8 pounds. It doesn't sound like much, but it is. I can feel those 8 pounds. I can feel it when I get up in the morning, when I walk around campus, and when I am reheating dinner late at night. I feel like I am getting closer to the pre-11/2 me, again. I am standing up straight when I walk again. I am holding my head at a confidently high angle again, high enough to suggest that I am quite certain of how awesome I am, but not so high that you can be sure this is the message I am trying to send. And I have my crooked, pre-11/2 smile back, complete with both dimples on my freshly plump, yet not bloated cheeks. All in all, I have my swagger back ... well, almost.

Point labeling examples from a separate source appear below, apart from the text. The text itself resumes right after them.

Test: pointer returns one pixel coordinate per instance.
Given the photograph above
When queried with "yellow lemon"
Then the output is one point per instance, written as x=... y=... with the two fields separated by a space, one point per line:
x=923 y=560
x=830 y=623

Another 20 pounds or so, and I'll have it all the way back.

The campus I am walking around, I feel compelled to add, is the University of Akron. It's only the third week of class, but I am 100% certain that I made the right decision to transfer. In terms of professors: at Akron, they are there to teach me; at Ohio State, teaching me was time that could be better spent doing their own research. In terms of on-campus food: Akron has a Subway; Ohio State didn't. In terms of people: yesterday I was in the library doing a little homework in between classes, and a friend of mine that I used to work with happened to walk in and sat down; at Ohio State, I saw a few friendly faces around my floor, and that was it.

Sure, the University of Akron football team is no Ohio State Buckeyes. I mean Akron lost to Penn State last week. It's not like the Buckeyes lost to the Nittany Lions- oops. Well Ohio State was closer to Penn State last year than Akron was this year. Akron lost 31-7. The Buckeyes were never embarrassed by that much- oops.

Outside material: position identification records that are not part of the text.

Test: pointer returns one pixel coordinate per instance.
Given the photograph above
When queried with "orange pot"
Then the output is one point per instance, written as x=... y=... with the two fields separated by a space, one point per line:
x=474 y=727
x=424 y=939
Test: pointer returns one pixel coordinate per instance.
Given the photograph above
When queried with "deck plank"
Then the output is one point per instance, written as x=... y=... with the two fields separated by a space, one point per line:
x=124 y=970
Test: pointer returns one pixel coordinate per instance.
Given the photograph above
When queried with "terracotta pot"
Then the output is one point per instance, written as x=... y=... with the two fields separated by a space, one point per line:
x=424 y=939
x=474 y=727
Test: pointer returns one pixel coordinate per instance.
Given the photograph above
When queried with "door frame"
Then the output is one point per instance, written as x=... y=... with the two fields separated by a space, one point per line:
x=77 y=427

Sure, OSU has the legendary Horseshoe, but Akron has InfoCision Stadium which will host its first game this Saturday. This first football game on Akron's campus since 1940. Since then the Zippers have always played at the Rubber Bowl (basically a less flashy, less well-known Horseshoe with a less-successful team). But this is a state-of-the-art facility, being called "a gem." Plus, I get in free. I paid about $150 for football tickets last year. And I was four rows from the top, behind a support beam, and not in the student section. This year, if I get there early enough, I could be in the first row right on the end zone line in the student section with the rest of the AK-Rowdies. And that's exactly where I plan to be.

The final point I'd like to discuss tonight is perhaps the most important to those living and dealing with short-gut. PROBIOTICS. Live bacteria that I have been taking to deal with SIBO. I have been taking VSL-3 which costs $50 per bottle containing 30 doses. My mother, ever the frugalista, has found a way to get -wait for it- two months worth of doses at - wait for it - four times as many live bacteria for - wait for it - $40. I'll give you a minute to let that sink in ... ... ... That's right. Eight times as much for $10 less. The probiotics she found are in powder form that need to be mixed with a non-carbonated beverage. One dose of this is nearly a trillion (with a "TR") live bacteria, swimming eagerly in my Powerade Zero, ready to take on the bad bacteria in my small intestine. I know what you're saying: "What the what?!" She took the prescription to the pharmacy, the pharmacy filled it, and she paid $40 because insurance covered the rest of the cost. The same insurance company that told her on the phone that it didn't cover this medication because it "isn't a necessity." Well joke's on you Anthem Blue Cross/Blue Shield, we only paid $40. Deal with it.

That's all for now, but expect a post about how awesome the game is this Saturday.

Go Zips! -IW

Author's Note: I will, as soon as I return from InfoCision Stadium, change into my James Laurinitis jersey and scarlet hat, and plop down on the couch to watch Ohio State return the favor to the men of Troy. Go Buckeyes!